Concourir pour un fabricant comme Porsche est une chance. Porsche est capable de réunir des gens. Cependant, c’est intéressant de voir comment, au contraire, Hollywood, amène un sentiment d’insécurité. Ce sont les gens qui valident ton succès, ton expérience. Le succès est hors de toi-même finalement. Comment quantifier le succès ? C’est le plus gros défi. Au contraire, dans la course, je sais où je me positionne parce qu’il y a un temps à l’arrivée. Tu sais ce que l’on attend de toi. Dans les sports automobiles, tu es capable de quantifier ton propre succès.
Au fil des années, vous êtes devenu un membre important de chez Porsche. Comment décririez-vous cet esprit de famille qui règne au sein de l’équipe ?
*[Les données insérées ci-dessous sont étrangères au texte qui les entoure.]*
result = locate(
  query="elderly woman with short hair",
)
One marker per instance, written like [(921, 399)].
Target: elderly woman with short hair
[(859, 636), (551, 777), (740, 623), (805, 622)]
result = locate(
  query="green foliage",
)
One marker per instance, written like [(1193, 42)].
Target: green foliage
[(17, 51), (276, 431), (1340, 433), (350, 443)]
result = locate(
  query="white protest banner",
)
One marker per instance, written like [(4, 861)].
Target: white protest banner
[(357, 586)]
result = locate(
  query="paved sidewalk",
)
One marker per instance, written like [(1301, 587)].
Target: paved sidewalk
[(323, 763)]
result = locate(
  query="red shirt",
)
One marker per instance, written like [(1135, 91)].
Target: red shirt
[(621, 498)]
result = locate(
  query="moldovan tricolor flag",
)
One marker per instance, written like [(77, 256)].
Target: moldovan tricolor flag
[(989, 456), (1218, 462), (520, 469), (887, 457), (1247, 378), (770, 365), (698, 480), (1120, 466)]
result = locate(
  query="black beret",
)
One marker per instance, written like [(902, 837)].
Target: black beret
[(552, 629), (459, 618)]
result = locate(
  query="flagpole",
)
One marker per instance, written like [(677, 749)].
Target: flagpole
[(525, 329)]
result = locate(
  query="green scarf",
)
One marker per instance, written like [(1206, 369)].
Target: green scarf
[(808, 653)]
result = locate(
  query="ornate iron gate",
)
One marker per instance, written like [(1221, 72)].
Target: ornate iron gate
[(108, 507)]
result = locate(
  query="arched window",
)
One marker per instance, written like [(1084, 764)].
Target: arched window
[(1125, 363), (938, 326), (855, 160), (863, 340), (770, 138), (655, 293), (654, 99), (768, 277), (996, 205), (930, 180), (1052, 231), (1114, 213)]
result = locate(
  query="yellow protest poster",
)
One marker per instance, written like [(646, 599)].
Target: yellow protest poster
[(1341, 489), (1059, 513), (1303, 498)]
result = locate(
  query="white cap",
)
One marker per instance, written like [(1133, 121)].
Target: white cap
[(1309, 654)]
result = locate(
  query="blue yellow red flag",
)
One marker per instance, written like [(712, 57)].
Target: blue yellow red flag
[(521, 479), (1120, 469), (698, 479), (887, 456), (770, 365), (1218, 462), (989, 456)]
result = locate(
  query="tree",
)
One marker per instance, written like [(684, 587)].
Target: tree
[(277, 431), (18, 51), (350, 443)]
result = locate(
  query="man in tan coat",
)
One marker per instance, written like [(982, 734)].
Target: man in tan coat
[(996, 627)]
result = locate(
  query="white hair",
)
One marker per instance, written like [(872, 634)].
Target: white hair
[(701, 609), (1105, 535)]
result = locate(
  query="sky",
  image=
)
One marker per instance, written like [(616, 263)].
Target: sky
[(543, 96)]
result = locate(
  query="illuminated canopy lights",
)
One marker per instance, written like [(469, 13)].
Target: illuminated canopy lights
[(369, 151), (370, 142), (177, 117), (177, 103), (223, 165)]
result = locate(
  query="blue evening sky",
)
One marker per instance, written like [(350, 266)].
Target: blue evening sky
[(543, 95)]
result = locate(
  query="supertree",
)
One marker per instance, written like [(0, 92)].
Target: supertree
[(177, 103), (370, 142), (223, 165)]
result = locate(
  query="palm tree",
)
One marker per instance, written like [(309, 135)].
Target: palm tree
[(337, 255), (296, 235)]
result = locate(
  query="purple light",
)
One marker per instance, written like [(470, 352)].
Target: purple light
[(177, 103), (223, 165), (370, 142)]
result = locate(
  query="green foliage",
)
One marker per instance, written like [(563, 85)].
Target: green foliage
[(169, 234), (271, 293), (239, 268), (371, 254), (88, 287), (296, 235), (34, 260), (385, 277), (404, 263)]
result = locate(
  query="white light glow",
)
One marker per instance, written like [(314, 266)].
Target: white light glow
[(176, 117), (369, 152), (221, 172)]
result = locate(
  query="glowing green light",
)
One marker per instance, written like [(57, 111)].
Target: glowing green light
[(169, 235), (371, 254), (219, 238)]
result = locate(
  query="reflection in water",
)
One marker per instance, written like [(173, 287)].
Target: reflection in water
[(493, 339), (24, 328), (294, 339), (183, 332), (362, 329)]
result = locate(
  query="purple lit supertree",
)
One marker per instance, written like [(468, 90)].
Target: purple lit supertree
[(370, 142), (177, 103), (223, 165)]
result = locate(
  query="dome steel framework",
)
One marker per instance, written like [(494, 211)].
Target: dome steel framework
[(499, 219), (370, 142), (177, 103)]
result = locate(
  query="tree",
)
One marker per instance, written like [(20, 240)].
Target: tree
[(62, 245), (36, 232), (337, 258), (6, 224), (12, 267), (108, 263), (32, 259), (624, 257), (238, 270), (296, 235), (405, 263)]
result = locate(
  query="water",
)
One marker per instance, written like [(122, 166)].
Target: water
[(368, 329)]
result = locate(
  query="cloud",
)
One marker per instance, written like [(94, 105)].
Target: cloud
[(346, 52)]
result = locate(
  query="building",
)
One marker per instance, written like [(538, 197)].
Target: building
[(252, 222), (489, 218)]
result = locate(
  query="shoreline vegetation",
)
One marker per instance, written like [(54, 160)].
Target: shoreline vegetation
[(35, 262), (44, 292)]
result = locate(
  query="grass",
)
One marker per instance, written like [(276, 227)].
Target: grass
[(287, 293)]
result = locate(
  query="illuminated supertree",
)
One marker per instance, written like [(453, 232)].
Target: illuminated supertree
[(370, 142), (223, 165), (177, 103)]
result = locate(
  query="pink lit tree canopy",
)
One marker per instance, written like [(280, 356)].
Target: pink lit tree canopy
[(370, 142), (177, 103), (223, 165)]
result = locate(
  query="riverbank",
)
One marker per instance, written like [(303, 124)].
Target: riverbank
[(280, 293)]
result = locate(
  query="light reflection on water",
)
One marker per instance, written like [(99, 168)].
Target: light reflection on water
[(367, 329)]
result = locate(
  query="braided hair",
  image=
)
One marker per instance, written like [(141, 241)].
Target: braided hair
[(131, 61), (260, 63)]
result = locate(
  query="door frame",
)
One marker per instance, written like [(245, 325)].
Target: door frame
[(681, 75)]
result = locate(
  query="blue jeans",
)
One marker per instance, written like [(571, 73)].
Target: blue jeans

Ce sont des gens qui s’intéressent vraiment à toi. Il y a une certaine compréhension, une force que je ne retrouve nulle part, en dehors de ma famille. C’est un sentiment particulier d’être invité à faire partie de cette famille là, de prendre part à l’histoire de Porsche et à l’histoire des sports mécaniques. Ce sentiment d’appartenir à quelque chose de spécial est partagé par tous les membres de l’équipe. Tout le monde veut amener le meilleur de soi-même tous les jours. J’aime beaucoup la communauté réunie autour de la course automobile, j’ai énormément de respect pour le pilotes qui, tous les jours, font de la course leur profession et font des sacrifices pour ça. Je suis très reconnaissant de faire partie de ce monde, et avec un peu de chance, de contribuer à ma manière et d’apporter de la valeur à tout ça. Porsche a une approche très inclusive. La communauté ne cesse de grandir, les gens viennent souvent me voir pour évoquer leur expérience avec Porsche, et me parler de leur passion. Il n’y a aucune prétention, juste un réel amour et une ouverture d’esprit.